Teenager turns self in after attack on German politician

Thousands marched in Berlin and in Dresden, where the attack happened (CHRISTIAN MANG)
Thousands marched in Berlin and in Dresden, where the attack happened (CHRISTIAN MANG)

A 17-year-old turned himself in to German police Sunday after an attack on a lawmaker that the country's leaders decried as a threat to democracy, as thousands turned out to march against political violence.

The teenager reported to police in the eastern city of Dresden early Sunday morning and said he was "the perpetrator who had knocked down the SPD politician", police said in a statement.

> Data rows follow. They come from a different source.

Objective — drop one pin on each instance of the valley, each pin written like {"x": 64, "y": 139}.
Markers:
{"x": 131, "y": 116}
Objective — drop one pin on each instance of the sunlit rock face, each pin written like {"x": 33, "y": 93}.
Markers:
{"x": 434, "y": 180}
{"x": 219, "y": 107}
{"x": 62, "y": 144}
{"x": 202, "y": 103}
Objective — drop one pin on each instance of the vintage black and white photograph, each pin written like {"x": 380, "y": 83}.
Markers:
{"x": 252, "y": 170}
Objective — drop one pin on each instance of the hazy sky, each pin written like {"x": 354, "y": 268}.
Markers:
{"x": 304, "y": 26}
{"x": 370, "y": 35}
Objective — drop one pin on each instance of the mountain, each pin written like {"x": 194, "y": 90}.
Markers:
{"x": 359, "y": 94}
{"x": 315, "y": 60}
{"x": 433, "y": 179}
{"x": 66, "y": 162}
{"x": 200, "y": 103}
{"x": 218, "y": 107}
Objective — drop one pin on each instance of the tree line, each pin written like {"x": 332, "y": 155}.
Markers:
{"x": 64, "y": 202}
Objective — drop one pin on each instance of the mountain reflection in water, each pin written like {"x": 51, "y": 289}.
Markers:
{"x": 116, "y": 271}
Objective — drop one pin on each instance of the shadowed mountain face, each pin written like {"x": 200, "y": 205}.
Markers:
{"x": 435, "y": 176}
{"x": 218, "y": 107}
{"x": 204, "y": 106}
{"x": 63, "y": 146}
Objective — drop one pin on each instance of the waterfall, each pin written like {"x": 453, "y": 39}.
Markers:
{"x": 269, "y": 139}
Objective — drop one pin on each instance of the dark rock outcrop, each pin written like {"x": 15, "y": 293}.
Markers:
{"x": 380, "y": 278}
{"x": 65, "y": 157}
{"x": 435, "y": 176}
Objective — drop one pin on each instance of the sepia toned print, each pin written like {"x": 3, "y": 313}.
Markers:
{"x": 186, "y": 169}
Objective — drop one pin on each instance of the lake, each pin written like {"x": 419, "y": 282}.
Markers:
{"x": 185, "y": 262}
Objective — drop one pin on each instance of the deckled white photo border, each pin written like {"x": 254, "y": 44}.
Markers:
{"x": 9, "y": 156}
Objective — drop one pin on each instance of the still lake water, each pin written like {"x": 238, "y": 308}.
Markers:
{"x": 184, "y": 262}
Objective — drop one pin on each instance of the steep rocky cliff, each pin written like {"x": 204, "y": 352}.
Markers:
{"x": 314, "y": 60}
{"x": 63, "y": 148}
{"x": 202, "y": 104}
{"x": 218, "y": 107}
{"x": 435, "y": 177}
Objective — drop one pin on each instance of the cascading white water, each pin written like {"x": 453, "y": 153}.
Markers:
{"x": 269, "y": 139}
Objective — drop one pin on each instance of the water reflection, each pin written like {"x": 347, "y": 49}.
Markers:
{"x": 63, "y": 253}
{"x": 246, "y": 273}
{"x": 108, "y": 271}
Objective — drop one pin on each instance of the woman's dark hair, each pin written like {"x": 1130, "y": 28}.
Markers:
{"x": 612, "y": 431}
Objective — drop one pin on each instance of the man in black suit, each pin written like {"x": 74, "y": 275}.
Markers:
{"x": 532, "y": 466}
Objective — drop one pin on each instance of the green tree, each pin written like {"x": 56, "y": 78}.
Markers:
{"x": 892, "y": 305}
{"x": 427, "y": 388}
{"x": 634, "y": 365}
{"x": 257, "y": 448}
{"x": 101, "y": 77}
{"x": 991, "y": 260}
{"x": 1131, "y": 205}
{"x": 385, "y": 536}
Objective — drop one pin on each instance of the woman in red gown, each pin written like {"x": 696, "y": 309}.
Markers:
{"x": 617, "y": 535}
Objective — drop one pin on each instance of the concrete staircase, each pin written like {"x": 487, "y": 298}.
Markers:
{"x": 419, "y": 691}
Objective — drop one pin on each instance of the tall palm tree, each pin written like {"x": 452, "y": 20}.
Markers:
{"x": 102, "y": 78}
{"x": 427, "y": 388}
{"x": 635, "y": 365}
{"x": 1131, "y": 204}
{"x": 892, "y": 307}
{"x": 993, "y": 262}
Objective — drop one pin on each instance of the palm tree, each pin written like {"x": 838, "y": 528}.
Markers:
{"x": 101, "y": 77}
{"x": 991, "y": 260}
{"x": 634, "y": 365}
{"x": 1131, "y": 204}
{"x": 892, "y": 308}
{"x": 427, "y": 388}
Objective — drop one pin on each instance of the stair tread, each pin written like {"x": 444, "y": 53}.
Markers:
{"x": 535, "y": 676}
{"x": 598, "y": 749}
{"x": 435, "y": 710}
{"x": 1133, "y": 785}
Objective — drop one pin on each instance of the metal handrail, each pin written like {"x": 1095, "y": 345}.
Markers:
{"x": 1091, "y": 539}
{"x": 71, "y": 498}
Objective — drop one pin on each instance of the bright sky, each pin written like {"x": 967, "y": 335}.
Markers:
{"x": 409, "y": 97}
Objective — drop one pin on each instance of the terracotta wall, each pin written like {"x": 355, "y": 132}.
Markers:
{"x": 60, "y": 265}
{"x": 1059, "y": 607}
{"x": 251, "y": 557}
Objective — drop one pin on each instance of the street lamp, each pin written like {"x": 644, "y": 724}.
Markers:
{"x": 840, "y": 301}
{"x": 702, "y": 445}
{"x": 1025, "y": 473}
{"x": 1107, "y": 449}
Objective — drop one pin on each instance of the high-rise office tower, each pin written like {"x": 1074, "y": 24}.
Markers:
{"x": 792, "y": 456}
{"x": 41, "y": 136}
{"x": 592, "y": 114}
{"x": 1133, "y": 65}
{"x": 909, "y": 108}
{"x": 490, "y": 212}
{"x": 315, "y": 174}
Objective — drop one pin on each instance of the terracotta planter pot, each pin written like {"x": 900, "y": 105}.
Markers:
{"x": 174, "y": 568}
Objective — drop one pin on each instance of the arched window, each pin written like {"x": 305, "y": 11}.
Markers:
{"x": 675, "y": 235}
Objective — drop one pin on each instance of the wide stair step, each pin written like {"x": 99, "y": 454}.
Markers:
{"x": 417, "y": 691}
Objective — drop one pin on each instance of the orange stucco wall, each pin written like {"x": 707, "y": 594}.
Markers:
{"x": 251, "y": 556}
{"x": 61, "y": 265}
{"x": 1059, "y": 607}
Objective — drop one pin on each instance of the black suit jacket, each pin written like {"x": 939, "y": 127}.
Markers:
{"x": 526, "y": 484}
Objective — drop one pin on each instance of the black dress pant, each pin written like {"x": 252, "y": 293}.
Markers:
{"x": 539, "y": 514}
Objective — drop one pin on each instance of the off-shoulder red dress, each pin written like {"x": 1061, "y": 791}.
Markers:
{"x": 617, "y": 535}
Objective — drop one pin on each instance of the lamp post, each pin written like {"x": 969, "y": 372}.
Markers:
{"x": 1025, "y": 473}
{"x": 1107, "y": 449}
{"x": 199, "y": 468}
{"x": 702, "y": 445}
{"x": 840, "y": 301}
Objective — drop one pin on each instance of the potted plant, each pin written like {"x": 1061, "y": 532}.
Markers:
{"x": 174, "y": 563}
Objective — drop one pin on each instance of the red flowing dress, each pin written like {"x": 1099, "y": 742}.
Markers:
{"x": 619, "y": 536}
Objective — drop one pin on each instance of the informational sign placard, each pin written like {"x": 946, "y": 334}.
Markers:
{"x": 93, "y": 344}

Matthias Ecke, 41, a European parliament lawmaker for Chancellor Olaf Scholz's Social Democrats (SPD), was set upon by four attackers as he put up EU election posters in Dresden on Friday night, according to police.

Ecke was "seriously injured" and required an operation after the attack, his party said.

Scholz on Saturday condemned the attack as a threat to democracy.

"We must never accept such acts of violence," he said.

"If an attack with a political motive... is confirmed just a few weeks from the European elections, this serious act of violence would also be a serious act against democracy," Interior Minister Nancy Faeser said.

Police later Sunday wrote on X, formerly Twitter, that the 17-year-old, who had no previous criminal record, had so far "not commented on the motive for the offence".

Armin Schuster, interior minister for Saxony state, said police were still searching for the other attackers and he urged them to turn themselves in.

- Demonstrations -

Ecke, who is head of the SPD's European election list in the Saxony region, was just the latest political target to be attacked in Germany.

Police said a 28-year-old man putting up posters for the Greens had been "punched" and "kicked" earlier in the evening on the same Dresden street.

Last week two Greens deputies were abused while campaigning in Essen in western Germany and another was surrounded by dozens of demonstrators in her car in the east of the country.

According to provisional police figures, 2,790 crimes were committed against politicians in Germany in 2023, up from 1,806 the previous year, but fewer than the 2,840 recorded in 2021, when legislative elections took place.

Thousands of people attended demonstrations in solidarity with Ecke on Sunday.

In Dresden, around 3,000 people gathered in the city centre following a call from political parties and civil society organisations, according to a police spokesman.

In Berlin, an AFP reporter put the number at around 2,000.

"It's important to me to do something about the fact that this hatred is flooding people," a 70-year-old protester who gave her name only as Gudrun told AFP.